An Grenzübergang Attari (Indien)–Wagah (Pakistan), schenken einander die Soldaten traditionell jeden Tag Süßigkeiten. Sie wollen damit betonen, dass sie nicht nur Feinde, sondern historisch auch Brüder sind. Nur an wenigen Tagen in den vergangenen sieben Jahrzehnten, wenn der Konflikt wieder einmal eskalierte, haben sie diese Zuckerlgaben offiziell ausgesetzt.

Solche Geschichten liest man kaum wo, man erfährt sie im Gespräch mit einem Einheimischen, bei einem Masala Chai, oder wenn er sich gerade freut, weil er einem das „I love my India“-Kapperl zum vierfachen Preis angedreht hat (vier statt ein Euro). Dann erklären dir die Menschen gerne die Welt und ihr Land. Und das brauchen wir. Denn diese Welt war zwar nie einfach zu verstehen, aber derzeit ist es fast unmöglich. Neben den üblichen Langzeitkonflikten (die gerade auch wieder vermehrt eskalieren und zu Kriegen werden) tauchen Verstimmungen, Unruhen und Grausamkeiten auf, die uns gar nicht bewusst waren (Plünderungen und Dutzende Tote in Papua-Neuguinea, Port Moresby im Chaos, seien Sie ehrlich, keine Ahnung, oder?!). Man wird das Gefühl nicht los, dass die Welt brennt, wie sie lange nicht brannte, und das Gefühl ist richtig.
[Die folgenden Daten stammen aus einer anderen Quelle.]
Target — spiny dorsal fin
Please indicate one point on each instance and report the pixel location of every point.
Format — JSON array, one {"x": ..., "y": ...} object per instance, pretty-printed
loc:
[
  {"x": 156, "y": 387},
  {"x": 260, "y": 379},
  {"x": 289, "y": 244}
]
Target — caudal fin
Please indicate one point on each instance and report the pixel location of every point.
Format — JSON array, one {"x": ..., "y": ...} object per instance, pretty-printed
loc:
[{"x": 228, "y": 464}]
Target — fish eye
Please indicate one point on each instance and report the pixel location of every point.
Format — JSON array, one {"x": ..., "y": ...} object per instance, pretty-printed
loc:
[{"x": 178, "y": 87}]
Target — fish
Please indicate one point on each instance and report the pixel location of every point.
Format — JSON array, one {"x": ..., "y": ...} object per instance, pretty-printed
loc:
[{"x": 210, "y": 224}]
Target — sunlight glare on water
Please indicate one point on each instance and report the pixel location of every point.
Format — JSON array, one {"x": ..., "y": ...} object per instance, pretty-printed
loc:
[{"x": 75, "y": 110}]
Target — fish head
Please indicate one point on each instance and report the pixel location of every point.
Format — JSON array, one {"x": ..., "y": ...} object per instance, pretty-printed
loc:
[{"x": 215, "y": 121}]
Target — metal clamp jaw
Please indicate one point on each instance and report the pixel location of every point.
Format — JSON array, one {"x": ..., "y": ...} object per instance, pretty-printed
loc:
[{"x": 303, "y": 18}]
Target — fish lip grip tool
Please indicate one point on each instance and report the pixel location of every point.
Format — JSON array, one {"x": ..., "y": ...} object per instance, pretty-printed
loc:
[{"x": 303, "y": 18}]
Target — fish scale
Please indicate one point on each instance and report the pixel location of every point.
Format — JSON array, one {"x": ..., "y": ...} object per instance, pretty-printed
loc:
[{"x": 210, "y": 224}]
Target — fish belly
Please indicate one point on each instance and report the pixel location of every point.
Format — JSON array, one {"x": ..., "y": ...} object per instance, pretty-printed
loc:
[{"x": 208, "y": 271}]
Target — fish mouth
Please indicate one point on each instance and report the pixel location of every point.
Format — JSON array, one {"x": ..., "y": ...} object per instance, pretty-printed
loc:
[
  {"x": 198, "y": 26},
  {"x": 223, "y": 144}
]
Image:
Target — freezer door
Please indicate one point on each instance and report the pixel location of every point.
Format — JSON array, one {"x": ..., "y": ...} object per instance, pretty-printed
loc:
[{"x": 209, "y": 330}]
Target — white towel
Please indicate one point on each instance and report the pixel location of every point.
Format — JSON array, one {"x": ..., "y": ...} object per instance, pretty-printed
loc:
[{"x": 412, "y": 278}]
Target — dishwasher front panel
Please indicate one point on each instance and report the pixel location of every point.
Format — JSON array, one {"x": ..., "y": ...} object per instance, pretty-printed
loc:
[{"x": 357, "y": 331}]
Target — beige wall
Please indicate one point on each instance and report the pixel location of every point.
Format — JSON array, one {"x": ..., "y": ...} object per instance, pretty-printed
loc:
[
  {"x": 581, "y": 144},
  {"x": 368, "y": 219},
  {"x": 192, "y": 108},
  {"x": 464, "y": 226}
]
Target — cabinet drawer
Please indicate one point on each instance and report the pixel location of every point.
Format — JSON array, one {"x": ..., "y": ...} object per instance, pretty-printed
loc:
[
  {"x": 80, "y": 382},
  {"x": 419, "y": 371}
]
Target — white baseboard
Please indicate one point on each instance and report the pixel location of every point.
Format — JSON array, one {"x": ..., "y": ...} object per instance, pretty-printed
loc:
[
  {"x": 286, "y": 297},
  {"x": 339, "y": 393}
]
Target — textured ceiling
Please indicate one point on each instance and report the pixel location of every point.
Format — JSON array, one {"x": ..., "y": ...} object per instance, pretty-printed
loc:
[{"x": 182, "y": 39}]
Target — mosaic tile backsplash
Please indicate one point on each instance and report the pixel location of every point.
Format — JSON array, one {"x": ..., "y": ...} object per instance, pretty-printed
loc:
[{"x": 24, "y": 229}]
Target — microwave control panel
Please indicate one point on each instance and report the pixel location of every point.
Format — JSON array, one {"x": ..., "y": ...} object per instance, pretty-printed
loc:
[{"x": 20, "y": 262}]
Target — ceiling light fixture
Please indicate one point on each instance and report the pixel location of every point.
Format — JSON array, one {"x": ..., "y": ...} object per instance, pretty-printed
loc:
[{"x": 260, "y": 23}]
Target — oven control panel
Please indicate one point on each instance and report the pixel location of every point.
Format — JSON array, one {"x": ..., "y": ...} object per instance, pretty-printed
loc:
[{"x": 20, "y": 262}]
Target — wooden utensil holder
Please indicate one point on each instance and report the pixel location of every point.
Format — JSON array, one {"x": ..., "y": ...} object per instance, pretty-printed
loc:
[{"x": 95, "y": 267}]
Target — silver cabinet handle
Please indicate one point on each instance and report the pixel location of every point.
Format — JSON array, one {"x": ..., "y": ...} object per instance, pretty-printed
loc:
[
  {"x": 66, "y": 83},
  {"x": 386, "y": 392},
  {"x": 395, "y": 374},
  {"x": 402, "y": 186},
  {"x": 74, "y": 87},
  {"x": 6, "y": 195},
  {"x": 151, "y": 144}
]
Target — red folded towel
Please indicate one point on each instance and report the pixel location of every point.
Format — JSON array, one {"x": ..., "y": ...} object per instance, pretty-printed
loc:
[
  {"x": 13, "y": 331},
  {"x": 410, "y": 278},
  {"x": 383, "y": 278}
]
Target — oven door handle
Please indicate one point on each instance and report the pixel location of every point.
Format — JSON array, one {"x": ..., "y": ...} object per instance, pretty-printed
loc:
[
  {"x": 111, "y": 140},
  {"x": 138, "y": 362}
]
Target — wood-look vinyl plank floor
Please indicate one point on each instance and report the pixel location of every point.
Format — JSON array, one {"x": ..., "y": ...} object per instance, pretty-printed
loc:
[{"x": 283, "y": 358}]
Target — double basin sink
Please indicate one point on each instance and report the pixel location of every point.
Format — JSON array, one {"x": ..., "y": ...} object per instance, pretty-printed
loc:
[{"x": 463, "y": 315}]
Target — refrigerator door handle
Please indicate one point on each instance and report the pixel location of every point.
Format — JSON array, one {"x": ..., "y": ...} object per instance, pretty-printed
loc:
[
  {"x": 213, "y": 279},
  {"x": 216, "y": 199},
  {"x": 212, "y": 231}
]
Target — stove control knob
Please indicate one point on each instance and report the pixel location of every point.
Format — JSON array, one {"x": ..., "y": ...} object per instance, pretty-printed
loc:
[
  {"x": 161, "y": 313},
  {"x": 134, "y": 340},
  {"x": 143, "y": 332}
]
Damit man aber lernt, dass zum Beispiel Indien und Pakistan nicht nur Unfreundlichkeiten, sondern eben auch Zuckerl austauschen, muss man diese sonderliche Welt bereisen. Manches erfährt man nur vor Ort. Und da freut einen die Nachricht dieser Woche, wonach die Reisebranche jubelt, weil alle so gerne wegfahren. Nicht nur „wieder“ gerne wegfahren, sondern mittlerweile sogar noch lieber wegfahren als vor der Pandemie. Die hässlichen Jahre in der Geiselhaft des C.-Virus hat uns gezeigt, wie wichtig uns das ganze Wegfahren ist. (Apropos: Wenn Sie im Sommer ans Meer wollen, buchen Sie rasch, es ist wirklich schon abartig voll und teuer.)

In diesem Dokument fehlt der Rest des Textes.